International career
- Years: Team / Apps / (Points)
- 1998 –2008: England A
- Correct as of 5 January 2008

= Craig Gillies =

Scottish rugby union player

Craig Gillies (born 6 May 1976) is a former English rugby union player. His final club was Worcester Warriors in the Aviva Premiership. He played as a lock.

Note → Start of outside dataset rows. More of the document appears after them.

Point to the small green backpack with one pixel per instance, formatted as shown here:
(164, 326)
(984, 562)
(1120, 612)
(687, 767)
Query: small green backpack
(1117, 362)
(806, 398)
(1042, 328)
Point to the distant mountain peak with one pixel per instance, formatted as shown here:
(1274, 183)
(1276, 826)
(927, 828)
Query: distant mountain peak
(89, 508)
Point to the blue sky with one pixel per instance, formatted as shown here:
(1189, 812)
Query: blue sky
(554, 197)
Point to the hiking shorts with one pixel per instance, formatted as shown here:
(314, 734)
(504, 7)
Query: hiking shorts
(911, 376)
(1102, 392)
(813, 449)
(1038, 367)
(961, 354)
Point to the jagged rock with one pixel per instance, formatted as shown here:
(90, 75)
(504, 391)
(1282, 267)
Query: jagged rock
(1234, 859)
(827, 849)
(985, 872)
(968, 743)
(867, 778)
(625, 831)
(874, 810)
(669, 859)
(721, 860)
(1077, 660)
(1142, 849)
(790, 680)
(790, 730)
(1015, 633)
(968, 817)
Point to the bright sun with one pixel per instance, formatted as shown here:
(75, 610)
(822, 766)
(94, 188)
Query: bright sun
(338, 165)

Gillies was born in Paisley and grew up in Tiverton, Devon. He joined Bath Rugby following a trial in April 1994 and made three first team appearances during the 1995–1996 season. He moved on to join Richmond for the 1997–1998 season with the then Bath coach Andy Robinson feeling that the club's signing of the Argentinian international German Llanes would prevent Gillies from getting the sufficient game time to allow him to fully develop his potential. Gillies moved on to join Llanelli before signing for Gloucester in 2001/02 and then Warriors in the summer of 2002. Whilst at Gloucester he was a replacement in the 2002 Zurich Championship Final (the year before winning the play-offs constituted winning the English title) in which Gloucester defeated Bristol.

Gillies - who is the leading appearance maker at Worcester in the modern era after beating the previous record of 222 held by Tony Windo - was a key part of the unbeaten National Division One promotion winning team of 2003/04.

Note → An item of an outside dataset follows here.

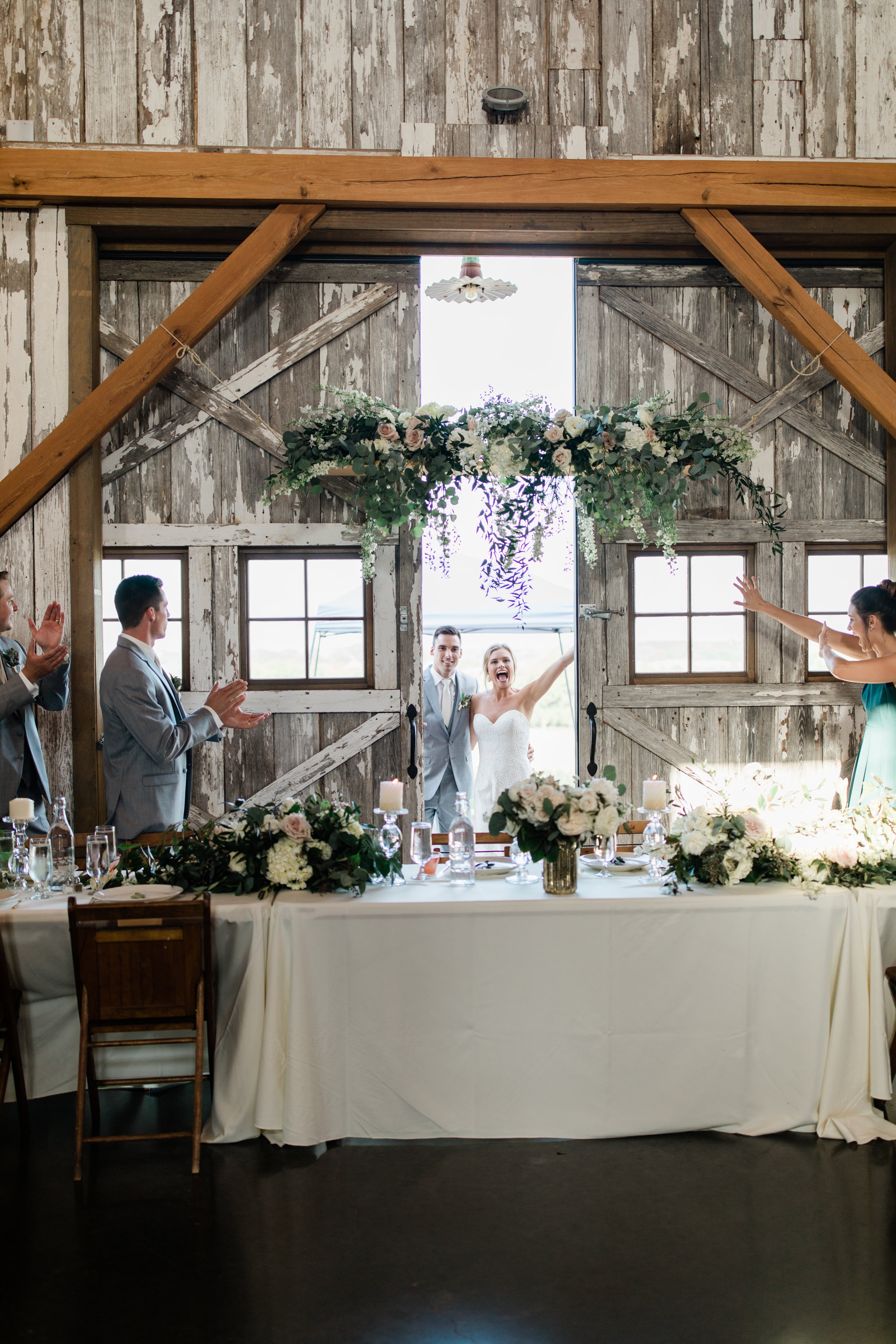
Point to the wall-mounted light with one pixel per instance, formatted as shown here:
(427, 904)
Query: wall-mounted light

The giant lock is widely regarded as one of the best line-out takers in the top-flight and won England A honours in 2000.

A leading figure both on and off the field, Gillies made twenty-nine appearances during the 2009/10 campaign – more than any other Warrior.

Gillies excelled again for Warriors in the RFU Championship during 2010/11, making twenty-eight appearances to cement a key role in the pack

The second row agreed a new two-year deal in 2011 and is keen to continue to dominate the airwaves for Warriors.

He retired from Rugby in 2013.

Gillies lost all his body hair to alopecia in 2002.